Wednesday, November 28, 2012

A Tribute Across the Sea










Via Padre Giovanni Principe starts at the base of Assisi, a few feet off of the Piazza San Pietro.

The first time I walked the 4 kilometers from the old comune of Assisi to the lower service town, Santa Maria Degli Angeli, as I looked down onto the terra cotta path, my breath was swept away.
From almost the very beginning of the path, each rectangular paver bore the name, age and home of what I quickly realized were World Trade Center victims.  The sober finding had me walking slowly, brushing fallen leaves aside with my feet to reveal each one until I became dizzy from the experience.  New York, New Jersey, Connecticut......strange names, "stranieri", strangers in this town.  How did they get here?  Do their loved ones know that they are here?

The path goes on as far as the eye can see and eventually, after thousands of names have been passed, older pavers bearing names of thousands of others who are remembered, continue to line the way to Santa Maria.  Are they war dead?  There aren't any signs telling what or why these pavers bear names.  One can only wonder and one can only feel that each had a life of meaning once upon a time, in their own countries, their own cities and towns.
                                               
But none were as precious to me as the names of the innocent loved ones who gave their lives in a war that they were totally unaware of.  People, who from the information on their paver were young, perhaps at the start of a career.  Some who might have been looking forward to a retirement soon.  Some who were related, perhaps two or more leaving parents with heartbreaks running so deep that they will never mend.  Wives, husbands, children left behind only to remember a day in history that shook the world and changed all of our lives.  Pavers now, bearing witness to the life that no longer exists on this Earth.

I've made the trip to Santa Maria on foot several times.  It's a long walk.  I love the walk.

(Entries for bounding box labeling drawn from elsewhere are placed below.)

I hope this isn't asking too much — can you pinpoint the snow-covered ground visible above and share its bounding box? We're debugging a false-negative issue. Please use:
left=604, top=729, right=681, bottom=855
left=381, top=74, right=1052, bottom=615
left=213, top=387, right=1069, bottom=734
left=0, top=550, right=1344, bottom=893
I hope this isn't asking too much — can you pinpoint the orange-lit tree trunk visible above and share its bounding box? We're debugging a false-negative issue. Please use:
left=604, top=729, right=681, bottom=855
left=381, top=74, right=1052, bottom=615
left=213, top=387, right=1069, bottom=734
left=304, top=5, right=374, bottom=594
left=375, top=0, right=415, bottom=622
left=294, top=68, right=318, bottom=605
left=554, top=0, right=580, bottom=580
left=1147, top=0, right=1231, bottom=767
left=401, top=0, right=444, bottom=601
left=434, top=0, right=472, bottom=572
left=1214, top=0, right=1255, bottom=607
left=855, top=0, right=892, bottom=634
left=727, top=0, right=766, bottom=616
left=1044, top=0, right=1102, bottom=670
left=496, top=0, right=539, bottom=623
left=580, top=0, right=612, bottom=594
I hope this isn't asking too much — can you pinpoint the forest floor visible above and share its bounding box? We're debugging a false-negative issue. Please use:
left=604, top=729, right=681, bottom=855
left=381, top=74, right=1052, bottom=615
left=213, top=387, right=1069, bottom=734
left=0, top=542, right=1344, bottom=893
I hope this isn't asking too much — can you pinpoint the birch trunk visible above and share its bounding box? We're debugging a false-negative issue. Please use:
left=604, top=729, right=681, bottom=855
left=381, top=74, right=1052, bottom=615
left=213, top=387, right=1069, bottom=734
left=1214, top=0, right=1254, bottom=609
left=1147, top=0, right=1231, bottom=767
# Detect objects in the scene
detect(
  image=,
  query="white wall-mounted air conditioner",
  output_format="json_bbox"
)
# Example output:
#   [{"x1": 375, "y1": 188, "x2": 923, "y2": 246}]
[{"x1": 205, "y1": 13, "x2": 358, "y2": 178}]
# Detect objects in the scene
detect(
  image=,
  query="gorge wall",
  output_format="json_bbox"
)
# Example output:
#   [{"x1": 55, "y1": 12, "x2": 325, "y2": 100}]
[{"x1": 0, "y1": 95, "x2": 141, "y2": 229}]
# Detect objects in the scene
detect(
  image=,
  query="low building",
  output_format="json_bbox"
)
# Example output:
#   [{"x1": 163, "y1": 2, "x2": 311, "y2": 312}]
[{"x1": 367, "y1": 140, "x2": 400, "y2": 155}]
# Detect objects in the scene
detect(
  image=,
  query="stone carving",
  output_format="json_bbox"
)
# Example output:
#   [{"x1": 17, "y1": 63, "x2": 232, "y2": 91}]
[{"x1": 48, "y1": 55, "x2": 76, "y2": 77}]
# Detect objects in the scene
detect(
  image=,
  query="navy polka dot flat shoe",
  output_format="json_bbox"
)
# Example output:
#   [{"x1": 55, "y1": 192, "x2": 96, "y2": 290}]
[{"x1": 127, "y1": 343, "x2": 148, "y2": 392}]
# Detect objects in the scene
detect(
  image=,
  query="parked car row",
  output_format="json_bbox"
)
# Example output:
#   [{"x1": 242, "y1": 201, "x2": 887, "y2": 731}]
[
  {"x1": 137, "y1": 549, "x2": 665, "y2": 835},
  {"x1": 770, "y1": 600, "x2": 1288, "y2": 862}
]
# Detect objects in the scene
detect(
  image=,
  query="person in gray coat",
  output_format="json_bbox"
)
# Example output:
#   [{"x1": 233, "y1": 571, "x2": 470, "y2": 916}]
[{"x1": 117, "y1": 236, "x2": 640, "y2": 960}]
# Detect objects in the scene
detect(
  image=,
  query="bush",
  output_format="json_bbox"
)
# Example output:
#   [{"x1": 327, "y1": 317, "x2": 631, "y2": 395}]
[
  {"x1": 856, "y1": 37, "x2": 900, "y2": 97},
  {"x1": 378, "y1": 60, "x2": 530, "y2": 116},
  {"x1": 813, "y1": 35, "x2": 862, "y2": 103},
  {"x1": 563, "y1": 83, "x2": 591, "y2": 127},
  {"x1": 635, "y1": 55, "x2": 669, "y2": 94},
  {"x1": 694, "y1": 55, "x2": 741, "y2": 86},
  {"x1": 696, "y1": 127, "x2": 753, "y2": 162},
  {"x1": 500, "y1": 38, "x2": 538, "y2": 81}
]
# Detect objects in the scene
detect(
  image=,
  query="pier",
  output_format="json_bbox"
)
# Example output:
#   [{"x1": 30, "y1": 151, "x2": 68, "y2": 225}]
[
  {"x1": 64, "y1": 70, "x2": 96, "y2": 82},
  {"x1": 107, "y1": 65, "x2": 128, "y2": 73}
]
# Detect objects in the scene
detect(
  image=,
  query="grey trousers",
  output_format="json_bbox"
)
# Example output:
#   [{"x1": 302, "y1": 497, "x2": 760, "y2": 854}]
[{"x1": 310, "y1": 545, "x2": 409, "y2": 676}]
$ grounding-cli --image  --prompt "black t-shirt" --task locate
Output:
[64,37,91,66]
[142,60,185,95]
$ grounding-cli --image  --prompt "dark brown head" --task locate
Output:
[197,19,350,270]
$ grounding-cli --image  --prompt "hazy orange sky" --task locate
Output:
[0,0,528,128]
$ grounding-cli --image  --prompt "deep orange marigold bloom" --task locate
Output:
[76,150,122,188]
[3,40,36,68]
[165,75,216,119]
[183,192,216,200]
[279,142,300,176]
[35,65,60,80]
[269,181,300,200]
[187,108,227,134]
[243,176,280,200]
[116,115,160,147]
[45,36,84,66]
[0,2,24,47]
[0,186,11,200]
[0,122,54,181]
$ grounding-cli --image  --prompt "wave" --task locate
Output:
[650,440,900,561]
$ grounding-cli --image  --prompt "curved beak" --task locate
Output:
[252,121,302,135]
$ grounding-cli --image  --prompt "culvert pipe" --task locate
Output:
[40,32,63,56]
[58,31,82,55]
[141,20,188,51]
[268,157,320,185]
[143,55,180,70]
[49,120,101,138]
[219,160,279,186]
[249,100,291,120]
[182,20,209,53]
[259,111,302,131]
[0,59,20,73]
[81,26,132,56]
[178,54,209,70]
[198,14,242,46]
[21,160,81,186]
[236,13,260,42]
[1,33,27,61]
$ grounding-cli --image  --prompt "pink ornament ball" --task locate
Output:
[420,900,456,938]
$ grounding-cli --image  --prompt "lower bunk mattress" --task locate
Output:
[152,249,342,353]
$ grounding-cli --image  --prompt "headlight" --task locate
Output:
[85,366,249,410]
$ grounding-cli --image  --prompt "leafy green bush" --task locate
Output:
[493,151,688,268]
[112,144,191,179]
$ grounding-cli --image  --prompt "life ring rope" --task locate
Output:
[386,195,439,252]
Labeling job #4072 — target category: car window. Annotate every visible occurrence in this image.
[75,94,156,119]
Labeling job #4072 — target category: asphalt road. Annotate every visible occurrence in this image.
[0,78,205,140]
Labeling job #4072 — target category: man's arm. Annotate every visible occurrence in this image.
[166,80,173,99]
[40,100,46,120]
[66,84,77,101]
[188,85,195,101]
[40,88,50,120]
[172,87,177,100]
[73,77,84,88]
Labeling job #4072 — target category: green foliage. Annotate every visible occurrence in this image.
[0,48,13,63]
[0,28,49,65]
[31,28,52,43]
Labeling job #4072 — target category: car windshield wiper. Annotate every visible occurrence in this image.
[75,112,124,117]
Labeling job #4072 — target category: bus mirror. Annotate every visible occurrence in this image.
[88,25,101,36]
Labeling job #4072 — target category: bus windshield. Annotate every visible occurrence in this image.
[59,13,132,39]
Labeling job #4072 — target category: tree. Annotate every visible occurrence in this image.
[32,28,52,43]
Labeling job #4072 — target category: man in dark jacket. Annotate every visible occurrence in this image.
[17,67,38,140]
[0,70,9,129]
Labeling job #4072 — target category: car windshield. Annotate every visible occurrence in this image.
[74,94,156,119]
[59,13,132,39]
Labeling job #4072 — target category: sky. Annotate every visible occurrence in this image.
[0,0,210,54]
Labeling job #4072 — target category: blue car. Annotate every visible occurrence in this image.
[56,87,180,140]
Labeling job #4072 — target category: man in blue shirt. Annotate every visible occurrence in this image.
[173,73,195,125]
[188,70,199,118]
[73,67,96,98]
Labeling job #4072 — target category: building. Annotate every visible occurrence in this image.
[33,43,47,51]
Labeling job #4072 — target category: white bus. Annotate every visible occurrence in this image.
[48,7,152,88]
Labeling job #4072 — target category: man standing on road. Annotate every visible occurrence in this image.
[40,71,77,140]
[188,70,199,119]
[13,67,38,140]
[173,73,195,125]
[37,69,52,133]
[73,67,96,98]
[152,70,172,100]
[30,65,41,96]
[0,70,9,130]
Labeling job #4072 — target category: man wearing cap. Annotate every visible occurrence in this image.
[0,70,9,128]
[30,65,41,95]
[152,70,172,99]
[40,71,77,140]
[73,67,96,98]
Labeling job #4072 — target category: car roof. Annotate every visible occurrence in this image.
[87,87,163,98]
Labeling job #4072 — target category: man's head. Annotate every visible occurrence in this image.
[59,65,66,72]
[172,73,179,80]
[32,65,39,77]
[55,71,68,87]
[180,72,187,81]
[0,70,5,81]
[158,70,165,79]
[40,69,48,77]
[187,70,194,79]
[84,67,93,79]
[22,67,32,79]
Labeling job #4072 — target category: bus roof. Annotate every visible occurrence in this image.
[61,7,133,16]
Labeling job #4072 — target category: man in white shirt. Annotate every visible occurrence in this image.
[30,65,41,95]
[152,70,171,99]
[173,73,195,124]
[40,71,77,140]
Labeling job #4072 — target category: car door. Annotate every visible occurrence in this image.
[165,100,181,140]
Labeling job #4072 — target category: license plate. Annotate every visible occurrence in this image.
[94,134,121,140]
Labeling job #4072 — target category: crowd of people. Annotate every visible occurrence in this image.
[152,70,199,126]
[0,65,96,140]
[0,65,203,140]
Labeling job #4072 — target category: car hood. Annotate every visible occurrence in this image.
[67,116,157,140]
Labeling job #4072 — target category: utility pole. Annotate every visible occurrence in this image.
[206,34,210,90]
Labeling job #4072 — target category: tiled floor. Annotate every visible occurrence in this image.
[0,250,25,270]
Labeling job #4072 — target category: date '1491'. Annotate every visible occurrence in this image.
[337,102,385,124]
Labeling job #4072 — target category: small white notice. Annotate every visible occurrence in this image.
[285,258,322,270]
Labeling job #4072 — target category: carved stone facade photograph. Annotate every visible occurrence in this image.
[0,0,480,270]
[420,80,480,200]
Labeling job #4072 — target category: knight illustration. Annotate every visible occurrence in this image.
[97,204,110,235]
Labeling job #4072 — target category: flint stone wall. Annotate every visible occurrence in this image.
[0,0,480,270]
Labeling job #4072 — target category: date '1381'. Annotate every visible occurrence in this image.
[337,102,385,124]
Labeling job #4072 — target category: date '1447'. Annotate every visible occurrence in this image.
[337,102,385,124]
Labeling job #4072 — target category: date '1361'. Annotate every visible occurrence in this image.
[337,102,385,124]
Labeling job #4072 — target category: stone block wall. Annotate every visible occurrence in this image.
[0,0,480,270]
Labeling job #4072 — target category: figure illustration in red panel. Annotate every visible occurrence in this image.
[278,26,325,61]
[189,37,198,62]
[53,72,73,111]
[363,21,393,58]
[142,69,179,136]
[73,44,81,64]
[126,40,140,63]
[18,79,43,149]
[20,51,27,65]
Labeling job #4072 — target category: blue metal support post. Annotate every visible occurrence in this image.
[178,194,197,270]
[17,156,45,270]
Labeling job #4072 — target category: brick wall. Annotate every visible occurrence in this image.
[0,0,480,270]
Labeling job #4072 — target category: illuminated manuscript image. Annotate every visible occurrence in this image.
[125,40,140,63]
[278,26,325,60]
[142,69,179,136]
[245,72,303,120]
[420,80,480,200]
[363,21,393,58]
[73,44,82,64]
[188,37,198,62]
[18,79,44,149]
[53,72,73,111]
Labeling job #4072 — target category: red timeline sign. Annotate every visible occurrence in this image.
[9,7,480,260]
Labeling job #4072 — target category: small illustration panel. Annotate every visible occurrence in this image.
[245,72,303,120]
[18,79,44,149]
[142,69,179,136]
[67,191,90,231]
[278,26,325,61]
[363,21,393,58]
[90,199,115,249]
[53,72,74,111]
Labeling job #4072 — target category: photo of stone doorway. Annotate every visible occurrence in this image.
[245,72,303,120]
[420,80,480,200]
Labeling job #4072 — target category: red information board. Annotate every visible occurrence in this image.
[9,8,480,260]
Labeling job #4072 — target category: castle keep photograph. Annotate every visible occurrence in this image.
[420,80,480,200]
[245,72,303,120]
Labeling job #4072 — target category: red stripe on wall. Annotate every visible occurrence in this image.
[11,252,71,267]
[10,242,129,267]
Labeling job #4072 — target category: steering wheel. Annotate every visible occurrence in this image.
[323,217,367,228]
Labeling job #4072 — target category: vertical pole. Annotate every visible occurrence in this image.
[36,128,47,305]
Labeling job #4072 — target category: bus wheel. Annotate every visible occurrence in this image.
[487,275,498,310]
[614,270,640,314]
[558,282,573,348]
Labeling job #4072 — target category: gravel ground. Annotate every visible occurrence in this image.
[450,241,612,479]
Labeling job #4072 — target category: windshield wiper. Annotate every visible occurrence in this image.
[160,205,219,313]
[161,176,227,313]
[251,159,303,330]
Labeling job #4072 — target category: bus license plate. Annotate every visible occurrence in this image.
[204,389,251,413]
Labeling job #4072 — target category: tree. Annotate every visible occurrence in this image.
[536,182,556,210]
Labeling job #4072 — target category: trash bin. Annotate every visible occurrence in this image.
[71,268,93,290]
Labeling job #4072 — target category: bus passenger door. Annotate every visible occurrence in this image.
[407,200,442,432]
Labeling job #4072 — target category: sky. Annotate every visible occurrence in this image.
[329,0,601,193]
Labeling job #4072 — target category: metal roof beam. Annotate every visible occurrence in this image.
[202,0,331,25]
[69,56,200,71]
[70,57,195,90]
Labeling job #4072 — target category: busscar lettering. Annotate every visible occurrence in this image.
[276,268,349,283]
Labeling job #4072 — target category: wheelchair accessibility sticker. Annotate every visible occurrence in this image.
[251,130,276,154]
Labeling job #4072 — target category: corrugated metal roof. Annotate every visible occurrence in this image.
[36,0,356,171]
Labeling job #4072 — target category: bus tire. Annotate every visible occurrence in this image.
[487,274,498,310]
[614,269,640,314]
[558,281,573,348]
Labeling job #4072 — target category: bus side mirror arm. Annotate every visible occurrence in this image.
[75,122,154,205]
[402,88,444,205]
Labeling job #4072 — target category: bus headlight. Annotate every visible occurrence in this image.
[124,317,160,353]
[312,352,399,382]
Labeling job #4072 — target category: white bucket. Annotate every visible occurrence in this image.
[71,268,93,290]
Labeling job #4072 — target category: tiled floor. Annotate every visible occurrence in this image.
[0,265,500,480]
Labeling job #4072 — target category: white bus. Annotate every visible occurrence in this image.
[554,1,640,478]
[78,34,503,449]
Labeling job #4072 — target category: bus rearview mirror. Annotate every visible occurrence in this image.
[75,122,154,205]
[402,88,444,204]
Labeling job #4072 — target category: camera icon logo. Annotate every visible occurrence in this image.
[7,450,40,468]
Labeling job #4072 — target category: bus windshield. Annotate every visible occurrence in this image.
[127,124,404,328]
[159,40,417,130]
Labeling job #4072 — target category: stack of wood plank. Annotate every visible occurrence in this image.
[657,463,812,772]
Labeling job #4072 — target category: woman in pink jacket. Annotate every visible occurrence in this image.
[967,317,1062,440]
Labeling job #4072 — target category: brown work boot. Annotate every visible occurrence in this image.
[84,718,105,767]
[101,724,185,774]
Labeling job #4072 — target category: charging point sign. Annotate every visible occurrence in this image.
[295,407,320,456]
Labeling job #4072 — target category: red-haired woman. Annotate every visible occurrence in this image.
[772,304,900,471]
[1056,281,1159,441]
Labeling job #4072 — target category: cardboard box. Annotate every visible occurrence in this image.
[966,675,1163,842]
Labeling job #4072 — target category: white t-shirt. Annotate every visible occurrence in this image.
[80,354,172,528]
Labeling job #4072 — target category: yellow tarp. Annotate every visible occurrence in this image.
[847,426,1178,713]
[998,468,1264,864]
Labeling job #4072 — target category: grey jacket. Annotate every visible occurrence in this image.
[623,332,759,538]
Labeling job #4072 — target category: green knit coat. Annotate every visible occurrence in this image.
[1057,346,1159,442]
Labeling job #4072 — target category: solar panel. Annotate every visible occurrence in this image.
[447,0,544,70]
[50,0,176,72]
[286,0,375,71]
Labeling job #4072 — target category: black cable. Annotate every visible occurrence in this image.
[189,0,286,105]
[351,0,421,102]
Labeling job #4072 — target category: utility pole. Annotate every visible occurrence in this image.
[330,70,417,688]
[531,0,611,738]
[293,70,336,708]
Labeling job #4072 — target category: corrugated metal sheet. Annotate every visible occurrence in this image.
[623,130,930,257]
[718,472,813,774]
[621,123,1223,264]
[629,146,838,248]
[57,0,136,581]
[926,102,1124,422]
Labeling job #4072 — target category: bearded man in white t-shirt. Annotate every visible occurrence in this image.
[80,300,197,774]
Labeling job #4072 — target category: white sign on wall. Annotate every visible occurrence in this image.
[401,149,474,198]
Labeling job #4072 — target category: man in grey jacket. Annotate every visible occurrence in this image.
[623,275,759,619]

I feel that each time I am doing it, I am honoring all of them, the people on the pavers.  I stop, brush leaves, notice more people from my home town, my birth place, my current home.  They're all very real to me.  I remember that day.  I was in New York City, working on that day.  I am sure that some of those very people passed me as they exited trains in Grand Central Station on their way to work for the very last time.  Perhaps some rode the train into the city with me.  It was the right time and place for such a coincidence.

But, here they rest in memory now and it is so fitting that they are here.  Really, no explanation is required for they rest in peaceful memory in Assisi. A place of honor, in the city of peace and goodness, just the way Saint Francis intended.

Rest in peace, you are not forgotten.